De fato, o direito ao acesso efetivo tem sido progressivamente reconhecido como sendo de importância capital entre os novos direitos individuais e sociais, uma vez que a titularidade de direitos é destituída de sentido, na ausência de mecanismos para a sua efetiva reivindicação. O acesso à justiça pode, portanto, ser encarado como um requisito fundamental – o mais básico dos direitos humanos – de um sistema jurídico moderno e igualitário que pretenda garantir, e não mais proclamar o direito de todos. (CAPPELLETTI; GARTH, 1988, p. 11)

    Sob o ponto de vista histórico, apontam Cappelletti e Garth (1988) que, durante os séculos XVIII e XIX, era vigente a ideia de que o acesso à justiça compreendia um direito natural que se efetivaria independentemente da interferência do Estado. Nesse ínterim, a preservação dos direitos baseava-se, exclusivamente, pela possibilidade de os cidadãos serem partes em demandas judiciais, seja no polo ativo ou passivo.

     Dessa maneira, os ditos autores aduzem que a compreensão do acesso à justiça tem se transformado ao longo dos séculos, haja vista o reconhecimento da necessidade da atuação positiva e ampla do Estado para a proteção dos direitos individuais.

     Para tanto, ressalta-se que a atuação estatal não deve se consubstanciar apenas pela atividade legislativa, ou pelo sentenciamento nos tribunais, pois conforme exposto por Cappelletti e Garth “O acesso à justiça pode, portanto, ser encarado como o requisito fundamental – o mais básico dos direitos humanos – de um sistema jurídico moderno e igualitário que pretenda garantir, e não apenas proclamar os direitos de todos.” (CAPPELLETTI; GARTH, 1988, p. 12). Denota-se, assim, a importância de um sistema jurídico capaz de salvaguardar direitos de forma eficiente.

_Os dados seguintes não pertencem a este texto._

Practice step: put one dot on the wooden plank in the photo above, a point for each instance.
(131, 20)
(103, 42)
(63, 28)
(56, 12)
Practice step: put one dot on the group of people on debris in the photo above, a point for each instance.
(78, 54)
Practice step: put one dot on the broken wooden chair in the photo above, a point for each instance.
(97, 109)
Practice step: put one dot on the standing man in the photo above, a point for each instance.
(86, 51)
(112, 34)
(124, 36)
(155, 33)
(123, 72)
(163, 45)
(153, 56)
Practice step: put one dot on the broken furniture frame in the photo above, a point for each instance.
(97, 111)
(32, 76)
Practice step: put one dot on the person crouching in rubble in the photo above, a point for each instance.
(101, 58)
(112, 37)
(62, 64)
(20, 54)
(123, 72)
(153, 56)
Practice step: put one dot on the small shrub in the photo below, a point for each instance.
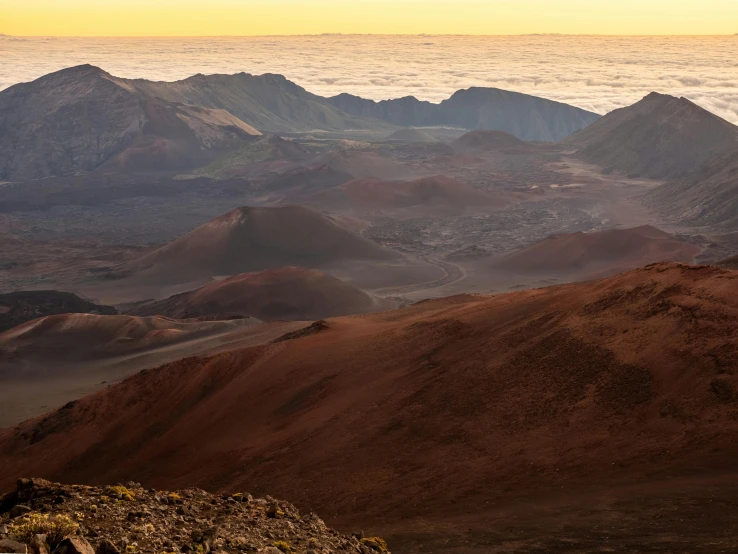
(283, 546)
(120, 492)
(375, 543)
(56, 530)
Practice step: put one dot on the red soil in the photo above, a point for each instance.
(461, 405)
(602, 250)
(290, 293)
(254, 239)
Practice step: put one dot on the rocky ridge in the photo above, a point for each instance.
(40, 517)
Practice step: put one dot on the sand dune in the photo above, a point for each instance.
(56, 359)
(438, 195)
(480, 403)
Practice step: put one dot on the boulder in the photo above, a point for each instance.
(11, 546)
(75, 545)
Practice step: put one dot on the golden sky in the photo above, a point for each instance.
(285, 17)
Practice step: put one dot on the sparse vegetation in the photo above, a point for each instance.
(121, 493)
(375, 543)
(283, 546)
(56, 528)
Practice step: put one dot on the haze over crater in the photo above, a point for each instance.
(590, 72)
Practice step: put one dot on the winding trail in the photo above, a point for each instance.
(452, 272)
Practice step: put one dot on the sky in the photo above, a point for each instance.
(296, 17)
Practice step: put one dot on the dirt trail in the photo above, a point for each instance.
(452, 273)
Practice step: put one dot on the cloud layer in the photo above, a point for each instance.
(595, 73)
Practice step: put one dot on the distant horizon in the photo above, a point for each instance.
(602, 35)
(598, 73)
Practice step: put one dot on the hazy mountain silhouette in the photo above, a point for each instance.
(524, 116)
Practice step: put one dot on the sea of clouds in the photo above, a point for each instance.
(595, 73)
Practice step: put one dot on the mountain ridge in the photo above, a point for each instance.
(79, 118)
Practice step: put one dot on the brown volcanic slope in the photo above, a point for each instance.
(291, 293)
(55, 359)
(21, 306)
(661, 137)
(551, 419)
(480, 141)
(64, 340)
(253, 239)
(436, 194)
(601, 251)
(709, 197)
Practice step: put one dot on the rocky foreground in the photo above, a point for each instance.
(41, 517)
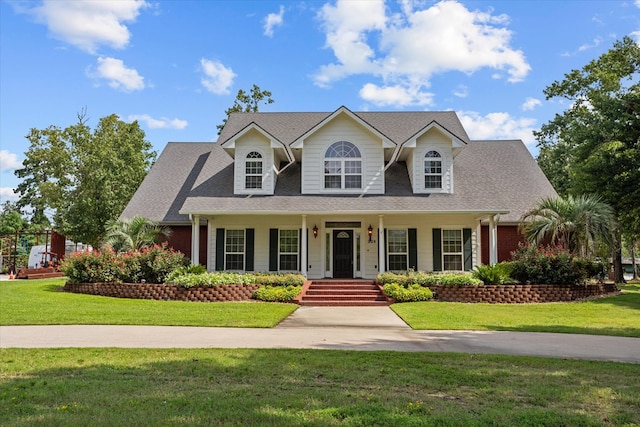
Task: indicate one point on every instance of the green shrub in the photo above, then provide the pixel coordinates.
(151, 265)
(428, 279)
(189, 269)
(275, 279)
(552, 265)
(277, 293)
(494, 274)
(192, 279)
(412, 293)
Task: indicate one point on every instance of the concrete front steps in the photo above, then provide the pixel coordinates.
(343, 292)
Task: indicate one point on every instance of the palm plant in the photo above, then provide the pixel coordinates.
(575, 223)
(134, 233)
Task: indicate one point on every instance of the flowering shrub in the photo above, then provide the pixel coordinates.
(551, 265)
(428, 279)
(152, 265)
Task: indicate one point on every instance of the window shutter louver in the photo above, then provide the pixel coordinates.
(437, 249)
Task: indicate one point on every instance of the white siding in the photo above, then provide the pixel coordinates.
(424, 224)
(254, 141)
(432, 140)
(342, 128)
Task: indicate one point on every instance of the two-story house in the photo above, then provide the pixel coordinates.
(342, 194)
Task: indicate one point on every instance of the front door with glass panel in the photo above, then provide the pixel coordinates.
(343, 254)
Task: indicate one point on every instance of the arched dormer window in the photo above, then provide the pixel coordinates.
(342, 166)
(432, 170)
(253, 171)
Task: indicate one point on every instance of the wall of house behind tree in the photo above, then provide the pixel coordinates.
(180, 240)
(508, 239)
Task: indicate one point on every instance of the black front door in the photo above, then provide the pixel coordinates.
(343, 254)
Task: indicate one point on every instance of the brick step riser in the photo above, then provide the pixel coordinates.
(344, 303)
(342, 297)
(342, 292)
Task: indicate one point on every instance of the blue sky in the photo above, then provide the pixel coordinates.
(175, 66)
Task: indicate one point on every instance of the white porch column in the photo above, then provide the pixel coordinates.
(493, 240)
(195, 239)
(303, 246)
(478, 251)
(381, 243)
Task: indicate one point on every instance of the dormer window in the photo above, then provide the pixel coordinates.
(342, 166)
(432, 170)
(253, 171)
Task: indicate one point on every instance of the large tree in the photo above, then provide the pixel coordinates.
(247, 102)
(594, 146)
(84, 178)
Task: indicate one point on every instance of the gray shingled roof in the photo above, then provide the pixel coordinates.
(397, 126)
(489, 176)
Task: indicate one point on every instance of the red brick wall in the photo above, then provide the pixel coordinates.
(180, 240)
(508, 239)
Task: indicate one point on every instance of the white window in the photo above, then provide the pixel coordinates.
(288, 250)
(397, 249)
(234, 250)
(253, 171)
(343, 166)
(452, 250)
(432, 170)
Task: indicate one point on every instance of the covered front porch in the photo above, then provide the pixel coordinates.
(343, 245)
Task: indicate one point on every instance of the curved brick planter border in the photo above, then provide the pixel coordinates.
(520, 294)
(220, 293)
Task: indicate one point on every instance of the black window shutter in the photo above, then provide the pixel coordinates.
(249, 249)
(273, 249)
(437, 249)
(219, 249)
(467, 250)
(413, 249)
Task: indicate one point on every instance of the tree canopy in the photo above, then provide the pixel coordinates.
(594, 145)
(247, 102)
(82, 177)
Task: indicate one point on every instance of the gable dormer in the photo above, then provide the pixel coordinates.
(343, 154)
(257, 156)
(429, 156)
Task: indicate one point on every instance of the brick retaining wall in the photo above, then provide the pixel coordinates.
(498, 294)
(220, 293)
(520, 294)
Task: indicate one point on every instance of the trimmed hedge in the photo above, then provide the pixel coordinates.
(428, 279)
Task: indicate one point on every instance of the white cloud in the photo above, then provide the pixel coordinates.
(587, 46)
(7, 194)
(409, 47)
(89, 24)
(397, 96)
(161, 123)
(273, 20)
(530, 104)
(217, 78)
(9, 161)
(117, 74)
(461, 91)
(498, 126)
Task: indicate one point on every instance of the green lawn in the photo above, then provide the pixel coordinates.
(239, 387)
(40, 302)
(616, 315)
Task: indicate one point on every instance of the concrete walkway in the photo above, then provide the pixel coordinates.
(335, 328)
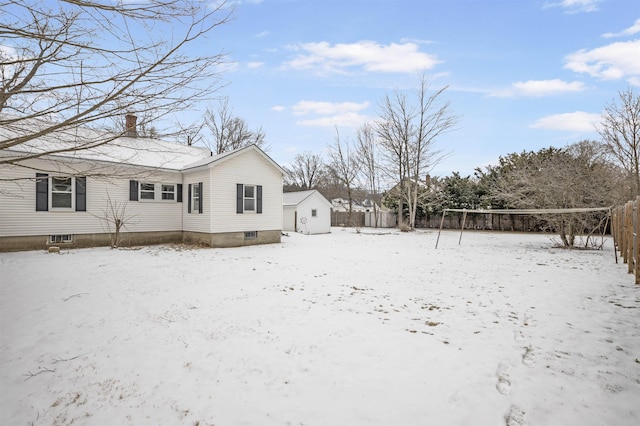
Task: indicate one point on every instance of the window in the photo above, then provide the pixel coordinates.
(147, 191)
(249, 198)
(168, 192)
(54, 239)
(61, 192)
(196, 198)
(154, 191)
(195, 203)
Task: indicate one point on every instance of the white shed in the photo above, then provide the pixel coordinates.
(307, 212)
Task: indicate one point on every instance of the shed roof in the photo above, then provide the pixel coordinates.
(295, 198)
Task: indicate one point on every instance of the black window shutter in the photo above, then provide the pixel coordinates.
(189, 199)
(81, 194)
(239, 198)
(133, 190)
(42, 192)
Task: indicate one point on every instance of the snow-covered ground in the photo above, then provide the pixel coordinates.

     Corroborando tal entendimento, Cintra, Grinover e Dinamarco (2010) aduzem que o acesso à justiça não tem como medida de efetividade, de forma exclusiva, o alargamento das condições para que os cidadãos litiguem judicialmente, uma vez que critérios outros são necessários para aferir a aludida otimização. 

Acesso à justiça não se identifica, pois, com a mera admissão ao processo, ou possibilidade de ingresso em juízo. Como se verá no texto, para que haja o efetivo acesso à justiça, é indispensável que o maior número de pessoas seja admitido a demandar e a defender-se adequeadamente (inclusive em processo criminal), sendo também condenáveis as restrições quanto a determinadas causas (pequeno valor, interesses difusos); mas, para a integralidade do acesso à justiça, é preciso isso e muito mais. (CINTRA; GRINOVER; DINAMARCO, 2010, p.39)

    Considerando ainda os litígios judiciais, expõe Santos (2013) que os altos custos das demandas dão espaço a observância de uma desigualdade social. Pondera o autor que o referido entrave se mostra presente inclusive para quem detém condições econômicas pouco mais elevadas. Nesse diapasão, há de se considerar um distanciamento dos indivíduos em relação ao acesso à justiça.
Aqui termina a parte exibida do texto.